The mechanical engineering lab in Engineering West hummed Friday as 3-D printers churned out parts for face shields and masks.
Some of the face shields have been donated to Community Regional Medical Center — about 200 were being cranked out Friday — and more are on the way.
Senior Noah Haworth, the student leader for the project, has a somewhat vested interest in making sure that healthcare workers have enough equipment on hand to help protect them from the novel coronavirus. Haworth’s dad is a doctor at the Adventist Health clinic in Orange Cove.
“When I heard about it, I really wanted to help out,” said Haworth, 22, of Reedley.
Keeping Healthcare Workers Safe
Haworth said his father might well already be working with COVID-19 patients — many are sick, but little testing is available — but he has enough personal protective equipment to protect against the virus, which is highly contagious.
Doctors from UCSF Fresno who are on the front lines at Community Regional Medical Center contacted the Lyles College of Engineering in March to ask for help in providing PPE.
After testing out face-shield prototypes on CRMC intensive care unit workers, the final design was developed by 2017 mechanical engineering alum Shervan Zzoghi with the help of several Fresno State students.
Keeping Costs Low
The frame and Velcro parts of the face shield, which costs about $1.50 to produce, can be sanitized and reused. Fresno State President Joseph I. Castro and the technology firm DPS Telecom helped pay for the materials.

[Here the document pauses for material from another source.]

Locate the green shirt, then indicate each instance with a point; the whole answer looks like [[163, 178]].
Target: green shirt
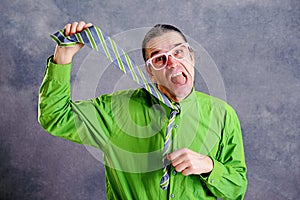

3-D printers were collected from across campus, including the Henry Madden Library, to help make the face shields.
Students and faculty also have been working on a design for a battery-powered air-purifying respirator, or PAPR, which would protect intensive care unit workers from an airborne virus.
Associate professor Thế “Leo” Nguyen, who demonstrated a prototype in the lab on Friday, said the unit weighs no more than 5 pounds.
Converting CPAP to PAPR
Engineers are using a CPAP machine, which helps patients with sleep apnea continue breathing, to create the respirator unit that also includes hooding to cover the head and shoulders.
Nguyen said the team designed a filter to attach to the CPAP that would remove bacteria, chemicals, and particulates from the air, leaving it highly purified. The device would be attached to a belt, he said.
Haworth said the team has been cost-conscious about the materials and designs. Designs for the Fresno State devices are being posted to an open-source website that anyone can access.
“We’re looking at options to make them more inexpensive by using things as simple as a trash bag. We could use ponchos for the hood,” Haworth said. “Right now we’re working with sand-blasting uniforms that have a lot of the tubes already. And they look better than a trash bag.”